Brain-informed Artificial Intelligence: Random Graphs, Dynamical Systems and Beyond
Abstract:
Artificial Intelligence (AI) has made significant progress in recent years, increasingly enabling machines to perform tasks that were once considered unique to human cognition. Despite significant achievements, AI systems have not yet matched the depth of biological intelligence, especially in learning, adaptability, and creativity. Existing neuro-inspired AI models often fall short of fully capturing the complexity and richness of biological intelligence due to oversimplified assumptions about neuro-cognitive processes. This thesis introduces a new AI framework, Brain-Informed AI (BAI), designed to overcome these limitations by embedding more detailed, "brain-informed" inductive bias within AI architectures.

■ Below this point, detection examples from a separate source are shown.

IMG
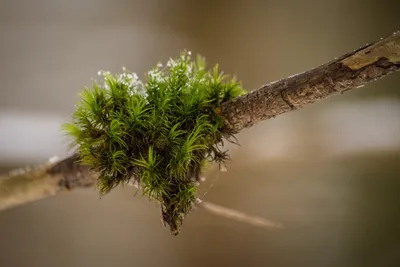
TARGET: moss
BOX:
[63,51,245,234]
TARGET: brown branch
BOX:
[220,31,400,133]
[0,31,400,230]
[0,154,283,230]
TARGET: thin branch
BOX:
[0,157,283,229]
[0,31,400,228]
[221,31,400,133]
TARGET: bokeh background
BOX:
[0,0,400,267]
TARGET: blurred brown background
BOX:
[0,0,400,267]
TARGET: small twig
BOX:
[221,31,400,133]
[0,155,280,231]
[0,31,400,232]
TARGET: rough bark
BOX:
[0,154,283,230]
[0,31,400,227]
[220,31,400,133]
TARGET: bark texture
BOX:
[220,31,400,133]
[0,31,400,222]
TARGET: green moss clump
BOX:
[63,51,245,234]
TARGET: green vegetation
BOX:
[63,51,245,234]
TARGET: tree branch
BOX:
[0,31,400,230]
[220,31,400,133]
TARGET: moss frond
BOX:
[63,51,245,234]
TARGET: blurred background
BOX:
[0,0,400,267]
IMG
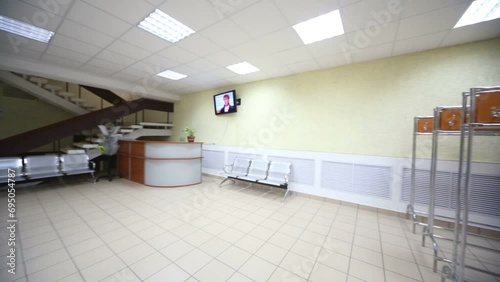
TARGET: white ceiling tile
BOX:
[67,1,132,37]
[287,59,319,73]
[176,33,221,56]
[80,65,115,77]
[58,20,113,47]
[83,0,154,25]
[230,0,289,37]
[205,50,240,67]
[401,0,471,18]
[263,66,294,77]
[46,46,92,63]
[392,31,448,56]
[117,67,149,80]
[171,65,201,76]
[41,54,82,69]
[200,18,250,48]
[159,45,198,64]
[50,33,101,56]
[274,0,339,25]
[317,54,351,68]
[111,72,141,82]
[340,0,403,33]
[229,29,303,59]
[146,0,166,7]
[346,22,398,49]
[83,58,124,73]
[120,27,172,52]
[107,40,151,60]
[96,49,137,68]
[22,0,73,17]
[306,34,349,57]
[0,0,62,31]
[274,46,313,65]
[352,43,392,63]
[189,59,220,72]
[0,30,47,53]
[143,55,180,70]
[0,42,43,61]
[339,0,362,7]
[159,0,222,31]
[441,19,500,47]
[397,3,469,40]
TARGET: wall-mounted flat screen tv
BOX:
[214,90,237,115]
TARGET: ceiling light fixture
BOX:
[0,16,54,43]
[293,10,344,44]
[138,9,195,43]
[226,62,259,74]
[157,70,187,80]
[453,0,500,28]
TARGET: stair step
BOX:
[44,84,61,94]
[30,76,49,87]
[57,91,75,100]
[71,98,85,106]
[73,142,99,149]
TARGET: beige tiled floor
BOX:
[0,177,500,282]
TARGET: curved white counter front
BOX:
[118,141,202,187]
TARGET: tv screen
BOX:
[214,90,237,115]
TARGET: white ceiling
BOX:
[0,0,500,101]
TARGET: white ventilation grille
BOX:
[321,162,392,199]
[201,150,224,170]
[269,156,316,185]
[401,168,500,216]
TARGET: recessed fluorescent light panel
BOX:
[293,10,344,44]
[157,70,187,80]
[0,16,54,43]
[226,62,259,74]
[138,9,195,43]
[454,0,500,28]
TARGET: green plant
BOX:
[182,126,196,136]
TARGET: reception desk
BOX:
[118,140,202,187]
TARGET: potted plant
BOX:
[183,126,196,142]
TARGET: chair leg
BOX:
[281,188,292,203]
[219,177,236,187]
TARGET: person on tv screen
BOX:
[219,94,235,113]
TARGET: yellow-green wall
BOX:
[172,38,500,162]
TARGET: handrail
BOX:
[0,98,174,156]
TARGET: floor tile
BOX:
[309,263,347,282]
[255,243,288,265]
[384,255,422,280]
[279,252,314,279]
[349,258,385,282]
[234,235,265,253]
[194,259,235,282]
[130,252,171,280]
[217,246,252,270]
[238,256,276,282]
[28,259,78,281]
[73,246,115,270]
[80,256,125,282]
[351,246,384,267]
[175,249,213,275]
[118,243,156,265]
[199,237,231,257]
[144,263,190,282]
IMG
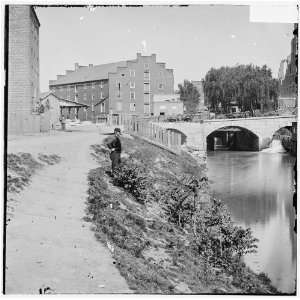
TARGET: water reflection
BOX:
[207,152,296,293]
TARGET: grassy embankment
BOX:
[87,137,276,294]
[6,153,61,222]
[7,153,60,193]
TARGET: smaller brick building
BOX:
[278,24,298,109]
[49,53,174,121]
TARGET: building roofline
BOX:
[30,5,41,27]
[49,75,108,87]
[40,92,90,107]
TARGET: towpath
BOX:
[6,125,130,294]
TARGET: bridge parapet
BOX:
[158,116,297,152]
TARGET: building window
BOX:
[144,71,150,80]
[116,80,121,90]
[116,102,122,111]
[144,82,150,93]
[129,103,135,111]
[130,92,135,100]
[100,102,105,113]
[144,103,150,114]
[144,94,150,103]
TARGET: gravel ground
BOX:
[5,124,131,294]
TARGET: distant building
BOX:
[153,94,183,116]
[6,5,40,134]
[49,53,174,120]
[278,24,298,109]
[192,80,205,111]
[40,92,87,129]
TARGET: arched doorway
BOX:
[206,126,259,151]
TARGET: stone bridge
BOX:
[156,116,297,151]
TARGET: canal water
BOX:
[207,151,296,293]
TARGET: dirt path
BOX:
[6,126,130,294]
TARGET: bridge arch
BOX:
[206,126,260,151]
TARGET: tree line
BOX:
[203,64,279,113]
[178,64,279,114]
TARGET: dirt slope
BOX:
[6,126,130,294]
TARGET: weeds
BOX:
[7,153,61,193]
[87,138,276,294]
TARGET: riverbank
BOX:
[86,137,277,294]
[5,124,131,294]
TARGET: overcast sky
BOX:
[36,5,293,91]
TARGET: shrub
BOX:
[113,159,149,204]
[162,175,200,227]
[192,199,257,271]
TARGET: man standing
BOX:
[107,128,122,173]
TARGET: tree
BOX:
[204,64,279,113]
[178,79,200,113]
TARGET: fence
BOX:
[108,115,182,154]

BAI is founded on principled Bayesian deep learning models grounded in modern brain science. It comprises two components: a task-specific module for executing various AI tasks, and a brain-informed module for encoding specific neuro-cognitive processes. This latter module is crucial, employing robust mathematical models, developed using random graphs, dynamical systems, and other advanced methodologies, to represent complex neuro-cognitive processes. These models are carefully designed to balance the intricacies of the processes with the computational efficiency required for integration into existing AI architectures. Beyond surpassing current benchmarks in areas such as acoustic modeling and domain adaptation, BAI allows for tackling previously unaddressed problems such as relational reasoning and timing prediction directly from sensory data.

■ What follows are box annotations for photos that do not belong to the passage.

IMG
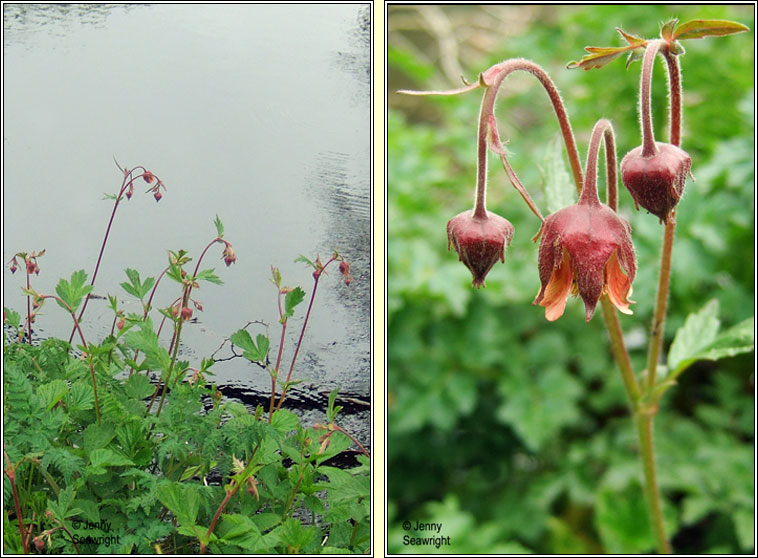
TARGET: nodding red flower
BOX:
[533,201,637,322]
[621,142,692,223]
[222,243,237,267]
[340,260,353,285]
[532,119,637,322]
[447,210,513,288]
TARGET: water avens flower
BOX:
[621,41,692,223]
[447,210,513,288]
[533,120,637,321]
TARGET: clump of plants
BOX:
[3,166,370,554]
[401,16,754,553]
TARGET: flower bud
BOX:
[621,142,692,223]
[447,210,513,288]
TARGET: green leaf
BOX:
[595,482,676,554]
[89,448,134,467]
[566,45,636,70]
[66,380,95,413]
[282,287,305,320]
[124,374,155,399]
[673,19,750,40]
[679,318,755,369]
[326,389,342,422]
[668,298,720,370]
[295,254,316,269]
[218,514,263,552]
[37,380,68,411]
[213,215,224,238]
[661,18,679,42]
[616,27,647,47]
[230,329,269,362]
[542,134,576,213]
[195,269,224,285]
[3,307,21,328]
[158,481,200,534]
[55,269,94,312]
[124,318,171,371]
[667,299,755,379]
[121,268,155,300]
[271,409,300,434]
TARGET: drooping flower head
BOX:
[447,210,513,288]
[534,120,637,321]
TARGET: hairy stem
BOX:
[3,456,29,554]
[640,40,665,157]
[26,267,32,345]
[634,411,673,554]
[480,58,582,194]
[276,276,320,411]
[579,118,616,205]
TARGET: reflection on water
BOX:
[3,4,371,450]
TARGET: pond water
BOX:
[3,3,371,456]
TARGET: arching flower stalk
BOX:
[533,119,637,321]
[400,58,582,288]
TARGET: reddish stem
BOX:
[68,166,154,343]
[640,40,665,157]
[24,270,32,345]
[579,118,618,210]
[3,450,29,554]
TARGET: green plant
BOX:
[398,10,753,552]
[3,163,370,554]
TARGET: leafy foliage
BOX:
[387,5,755,554]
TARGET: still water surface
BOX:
[3,4,371,450]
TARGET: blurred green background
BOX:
[387,5,755,553]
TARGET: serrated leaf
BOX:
[195,268,224,285]
[282,287,305,320]
[124,318,171,371]
[668,298,720,371]
[89,448,134,467]
[616,27,647,47]
[626,48,645,68]
[121,268,155,300]
[37,380,68,411]
[66,380,95,413]
[295,254,316,269]
[661,18,679,42]
[213,215,224,238]
[229,329,269,362]
[124,374,155,399]
[678,318,755,371]
[542,134,576,213]
[271,409,299,434]
[55,269,94,312]
[566,45,635,70]
[673,19,750,40]
[3,307,21,328]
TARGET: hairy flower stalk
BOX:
[534,119,637,321]
[400,58,582,288]
[621,40,692,223]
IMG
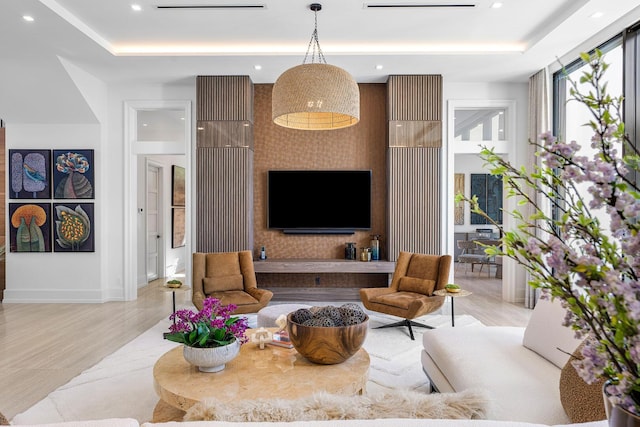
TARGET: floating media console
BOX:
[253,259,396,274]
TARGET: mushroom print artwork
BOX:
[9,150,51,199]
[53,150,94,199]
[9,203,51,252]
[53,203,94,252]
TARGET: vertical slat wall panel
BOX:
[196,76,253,122]
[195,76,253,252]
[196,148,253,252]
[387,74,442,121]
[388,147,442,261]
[387,75,444,261]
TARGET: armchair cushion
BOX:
[406,256,440,283]
[371,292,424,310]
[398,276,436,295]
[205,252,242,277]
[202,274,244,295]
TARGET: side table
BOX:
[433,289,472,327]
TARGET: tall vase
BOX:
[182,340,240,372]
[602,381,640,427]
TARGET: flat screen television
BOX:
[267,170,371,234]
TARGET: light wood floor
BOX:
[0,269,531,419]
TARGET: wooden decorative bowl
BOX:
[287,313,369,365]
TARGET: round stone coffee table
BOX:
[153,329,369,422]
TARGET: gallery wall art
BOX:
[9,203,51,252]
[53,150,95,199]
[7,149,95,252]
[8,150,51,199]
[53,203,95,252]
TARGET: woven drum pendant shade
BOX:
[272,63,360,130]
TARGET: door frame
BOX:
[144,158,167,281]
[123,100,195,301]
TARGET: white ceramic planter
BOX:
[182,340,240,372]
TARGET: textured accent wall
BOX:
[389,148,442,261]
[195,76,254,252]
[387,75,444,261]
[254,84,387,266]
[196,76,253,121]
[196,148,253,252]
[387,74,442,121]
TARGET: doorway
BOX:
[145,160,165,282]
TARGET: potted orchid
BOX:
[456,51,640,425]
[165,297,248,372]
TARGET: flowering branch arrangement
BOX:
[165,297,249,348]
[456,51,640,414]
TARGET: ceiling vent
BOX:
[156,4,267,10]
[364,3,476,9]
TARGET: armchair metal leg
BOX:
[375,319,435,341]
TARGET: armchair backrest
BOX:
[191,251,258,295]
[390,252,451,295]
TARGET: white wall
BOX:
[4,67,195,303]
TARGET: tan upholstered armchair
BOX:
[192,251,273,314]
[360,252,451,339]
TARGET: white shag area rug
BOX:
[184,390,489,422]
[11,313,480,424]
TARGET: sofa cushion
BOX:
[398,276,436,295]
[422,326,569,425]
[202,274,244,295]
[522,299,582,369]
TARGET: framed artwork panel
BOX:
[53,149,95,199]
[9,203,51,252]
[171,165,185,206]
[171,208,185,248]
[7,150,51,199]
[53,203,95,252]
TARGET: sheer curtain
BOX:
[524,69,549,308]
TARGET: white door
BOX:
[146,164,162,281]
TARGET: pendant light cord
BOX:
[302,5,327,64]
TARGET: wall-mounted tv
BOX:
[267,170,371,234]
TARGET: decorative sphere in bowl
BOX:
[287,312,369,365]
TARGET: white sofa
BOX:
[421,300,580,425]
[7,418,608,427]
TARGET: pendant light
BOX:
[271,3,360,130]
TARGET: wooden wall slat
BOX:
[196,76,253,122]
[389,120,442,147]
[387,74,442,121]
[196,120,254,149]
[196,148,253,252]
[388,147,442,261]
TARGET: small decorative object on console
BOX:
[167,279,182,288]
[444,283,460,293]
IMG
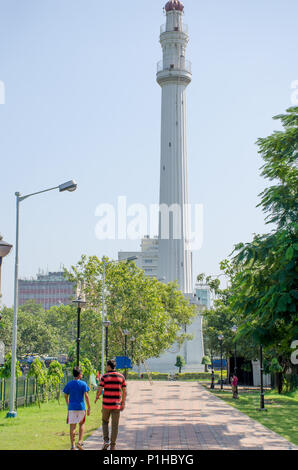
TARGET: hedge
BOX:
[127,372,170,380]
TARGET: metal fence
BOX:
[0,372,73,410]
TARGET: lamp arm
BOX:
[17,186,59,201]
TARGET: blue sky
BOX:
[0,0,298,305]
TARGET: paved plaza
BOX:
[86,381,298,450]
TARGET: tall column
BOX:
[157,0,192,293]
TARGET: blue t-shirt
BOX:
[63,380,90,410]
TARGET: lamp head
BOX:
[59,180,78,193]
[72,297,86,308]
[0,234,12,258]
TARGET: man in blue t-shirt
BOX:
[63,366,90,450]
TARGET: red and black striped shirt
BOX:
[99,371,126,410]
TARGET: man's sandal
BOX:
[101,442,110,450]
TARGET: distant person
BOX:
[95,360,126,450]
[232,374,238,398]
[63,366,90,450]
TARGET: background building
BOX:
[118,235,158,278]
[19,271,75,310]
[195,284,211,310]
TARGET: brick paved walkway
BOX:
[86,381,298,450]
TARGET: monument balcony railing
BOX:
[157,59,191,73]
[160,23,188,34]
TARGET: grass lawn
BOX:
[0,392,101,450]
[204,388,298,445]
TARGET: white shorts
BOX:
[66,410,86,424]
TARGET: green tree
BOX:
[227,107,298,392]
[0,353,22,379]
[68,255,195,363]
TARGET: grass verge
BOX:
[0,392,101,450]
[206,387,298,445]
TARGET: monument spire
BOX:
[156,0,193,294]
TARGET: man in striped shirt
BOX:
[95,360,126,450]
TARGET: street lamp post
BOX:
[104,320,111,362]
[73,297,86,367]
[210,350,214,390]
[232,325,238,375]
[260,344,266,411]
[123,330,129,380]
[101,256,138,375]
[0,234,12,307]
[218,335,223,390]
[130,336,136,362]
[6,180,77,418]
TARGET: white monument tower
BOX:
[143,0,204,372]
[157,0,193,294]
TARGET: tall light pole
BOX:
[101,256,138,375]
[73,297,86,367]
[218,335,223,390]
[260,344,266,411]
[104,320,111,362]
[123,330,129,380]
[130,336,136,362]
[231,325,238,375]
[6,180,77,418]
[0,234,12,307]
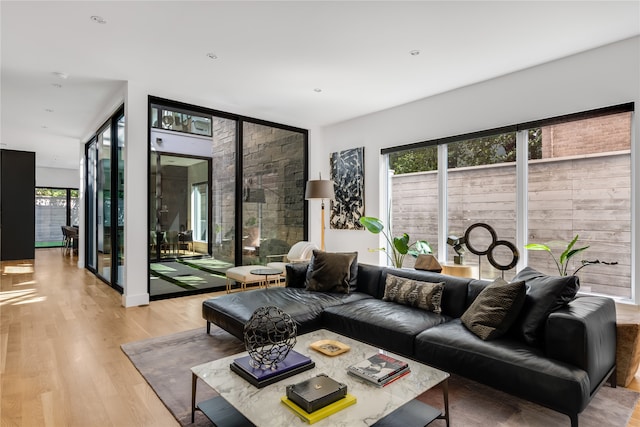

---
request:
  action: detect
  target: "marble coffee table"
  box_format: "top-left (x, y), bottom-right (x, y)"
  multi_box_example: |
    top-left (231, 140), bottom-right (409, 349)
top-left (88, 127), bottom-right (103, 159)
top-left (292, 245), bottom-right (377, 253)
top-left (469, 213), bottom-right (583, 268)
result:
top-left (191, 329), bottom-right (449, 427)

Moreover, BAI introduces a new approach to artificial intelligence that emphasizes ``biological plausibility'' and theoretical soundness. This approach merges brain science insights with theoretically grounded Bayesian machine learning methods, enhancing AI’s reasoning, adaptability, and generative capability. Our framework has been validated through theoretical and empirical analyses, demonstrating substantial advancements in AI systems' reasoning, generation, and adaptation capabilities.
This thesis makes a significant contribution to the field of AI by offering a new approach that not only unlocks new capabilities of AI systems but also enhances our understanding of how artificial and biological intelligence can be integrated. The framework's ability to address complex, real-world problems with a brain-informed approach represents a paradigm shift in AI research, potentially influencing future developments across various domains of AI application.